Я сделал усилие и заговорил. Хотел долго говорить, сразу объяснить, но она меня перебила. Повторять ее слов я вам не буду. Такая в них была сила жизни, сила борьбы за свою жизнь, что они были прекрасны, как правда. Это ведь и была ее правда. Я тогда все бы отдал, чтобы почувствовать, что это и моя правда, – и войти в нее – но я не мог. Не оттого не мог (это уже я после сознал), что сила жизни пугала меня, как прежде, своей «плотью»; а оттого, что она одна тут была, и казалась мне уже не силой, а – помните, вы говорили? – только одной из двух слабостей, соединение которых рождает силу.
Я сидел на диване. Марта встала с кресла и опустилась передо мной на колени, обняла меня, кажется, и уж не убеждала, а только молила, чтоб я позволил ей жить. Помню, я тогда поверил твердо, ясно увидел, что ей действительно невозможно остаться жить, когда я уйду. И потому, начав говорить, я и не старался уверять ее, что она не должна убивать себя, что это невозможно, нехорошо… Я просто молил ее – теперь уже я – со слезами, чтобы она пожалела меня, для меня бы не делала, потому что я, может быть, не вынесу. Затем стал говорить, отчего я «не могу». Я, кажется, во всю жизнь так не говорил, никому – даже вам – не открывал своей души. Что открывал! Я ее наизнанку вывернул, каждую складочку ей показал. Если когда-нибудь я умел найти слова для правды – то это было в тот час. Вы говорите: правда всегда сильна. Для всех ли? Или есть не имеющие ушей, не слышащие?
Я думаю, есть, потому что Марта меня не слыхала. Я говорил, она смотрела мимо меня, спокойная, с той улыбкой бесконечной кротости или бесконечного сопротивления, которую я так знал. Она встала, подошла к стеклянной двери, которая вела на маленький балкончик, и бесцельно глядела на улицу. Я тоже встал, подошел к ней, робко обнял ее за плечи. Она не перевела взора и не перестала улыбаться.
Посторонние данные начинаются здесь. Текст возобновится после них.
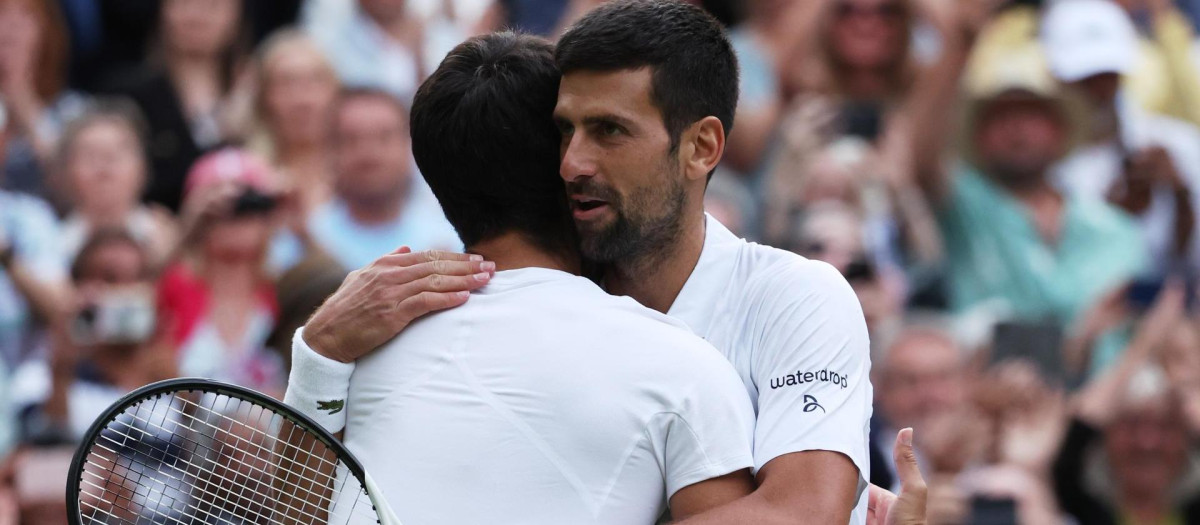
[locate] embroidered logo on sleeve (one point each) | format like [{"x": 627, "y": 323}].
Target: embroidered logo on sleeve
[
  {"x": 333, "y": 406},
  {"x": 810, "y": 404}
]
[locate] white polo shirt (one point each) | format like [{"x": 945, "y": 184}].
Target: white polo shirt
[
  {"x": 545, "y": 400},
  {"x": 795, "y": 331}
]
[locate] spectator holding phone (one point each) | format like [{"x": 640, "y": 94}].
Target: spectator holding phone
[
  {"x": 1146, "y": 164},
  {"x": 103, "y": 162},
  {"x": 102, "y": 348},
  {"x": 216, "y": 296},
  {"x": 1015, "y": 245},
  {"x": 1132, "y": 412}
]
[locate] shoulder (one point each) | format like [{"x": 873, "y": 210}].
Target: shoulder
[
  {"x": 778, "y": 276},
  {"x": 1104, "y": 218}
]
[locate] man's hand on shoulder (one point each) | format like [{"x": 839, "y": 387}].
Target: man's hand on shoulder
[{"x": 377, "y": 302}]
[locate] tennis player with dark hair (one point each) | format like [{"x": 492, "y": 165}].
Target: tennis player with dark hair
[
  {"x": 646, "y": 100},
  {"x": 543, "y": 399}
]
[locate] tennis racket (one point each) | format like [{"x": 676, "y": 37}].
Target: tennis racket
[{"x": 199, "y": 452}]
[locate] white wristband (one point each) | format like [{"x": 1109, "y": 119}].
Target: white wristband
[{"x": 318, "y": 385}]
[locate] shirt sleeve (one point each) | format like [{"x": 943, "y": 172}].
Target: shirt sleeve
[
  {"x": 711, "y": 433},
  {"x": 811, "y": 366}
]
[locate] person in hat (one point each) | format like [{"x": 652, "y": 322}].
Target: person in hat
[
  {"x": 1146, "y": 164},
  {"x": 1013, "y": 241}
]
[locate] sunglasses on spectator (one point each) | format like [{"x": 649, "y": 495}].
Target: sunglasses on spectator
[{"x": 891, "y": 11}]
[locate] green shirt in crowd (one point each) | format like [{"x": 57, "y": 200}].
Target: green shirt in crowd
[{"x": 995, "y": 252}]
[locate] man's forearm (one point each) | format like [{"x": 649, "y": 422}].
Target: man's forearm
[{"x": 813, "y": 487}]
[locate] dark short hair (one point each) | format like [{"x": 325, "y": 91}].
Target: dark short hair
[
  {"x": 485, "y": 140},
  {"x": 695, "y": 72}
]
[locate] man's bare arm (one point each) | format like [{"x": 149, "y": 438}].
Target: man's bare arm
[
  {"x": 813, "y": 487},
  {"x": 709, "y": 494}
]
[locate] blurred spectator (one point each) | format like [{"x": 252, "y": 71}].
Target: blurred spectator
[
  {"x": 1014, "y": 243},
  {"x": 299, "y": 293},
  {"x": 852, "y": 172},
  {"x": 841, "y": 110},
  {"x": 33, "y": 90},
  {"x": 1146, "y": 164},
  {"x": 832, "y": 231},
  {"x": 217, "y": 300},
  {"x": 1137, "y": 415},
  {"x": 1163, "y": 74},
  {"x": 103, "y": 162},
  {"x": 192, "y": 91},
  {"x": 731, "y": 203},
  {"x": 384, "y": 46},
  {"x": 108, "y": 40},
  {"x": 103, "y": 347},
  {"x": 33, "y": 272},
  {"x": 297, "y": 90},
  {"x": 379, "y": 201},
  {"x": 919, "y": 376}
]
Я говорил и останавливался, она не отвечала. Помню: рядом с другими у меня были и совсем простые, неуместные мысли о том, что комната Марты скверная, низкая, и не на солнце, а что она, видно, старается украсить ее, вон ландыши и фрезии стоят в белой вазочке. Почему ландыши – и фрезии? Как они некрасивы, потому что вместе!
– Вы уйдете – я умру, – сказала Марта, продолжая улыбаться.
Тогда я подумал: а если принять ее? Как крест принять, убить свою душу за то, что не могу убить тело другого? Это бы ничего, если бы только одну свою душу. Но ее нельзя одну убить. С ней и другое убьешь, невинное, ту, отдельную от меня, правду, которая мной владела и меня вела.
И еще… я для Марты не посмел этого сделать. Я бы смог, да не посмел. Надо так было действовать, как будто у меня к ней человеческая любовь была, а не жалость. Очень я ее уважал.
Прошло полминуты. Я опустил руку и сказал:
– Марта, я должен идти.
– Совсем?
– Да.
– Я не увижу вас больше?
– Нет, Марта… это невозможно. Она помолчала.
Я хотел опять молить ее, все начать снова – но почувствовал, что нельзя – и только сказал:
– Да.
Она опять помолчала.
– Ну, прощайте, – проговорила она. – Идите, Господь с вами.
Вероятно, у меня все-таки была надежда, что она подумает, поймет… Вероятно, была, потому что я не понимаю, как бы мог я, – да и какой бы то ни было человек, – уйти в такую минуту совсем без надежды, с полной уверенностью, что идешь через кровь. Но в сознании у меня этой надежды не было.
Я шел к двери тихо, ноги казались такие тяжелые, – и оглянулся. Она стояла у стеклянной двери, смотрела на меня и все так же улыбалась, покорно и решительно. Эта улыбка – последнее, что я тогда в комнате запомнил.
Ну вот, теперь уж немного осталось досказать.
С лестницы я сбежал. Дом смотрел острием прямо на меня, две боковые улицы тут сливались в одну. В острие, вверху, я сейчас же узнал ее балкон, дверь была теперь открыта. Марта стояла все так же. Я видел серое платье, но выражения лица уже не мог различить. Конечно, она смотрела на меня, знала, что я еще раз оглянусь.
Я опять пошел прочь. Сделал еще несколько шагов, может быть, шагов тридцать или сорок. Конка тут шипела, и звенела, и прошла. И снова я оглянулся.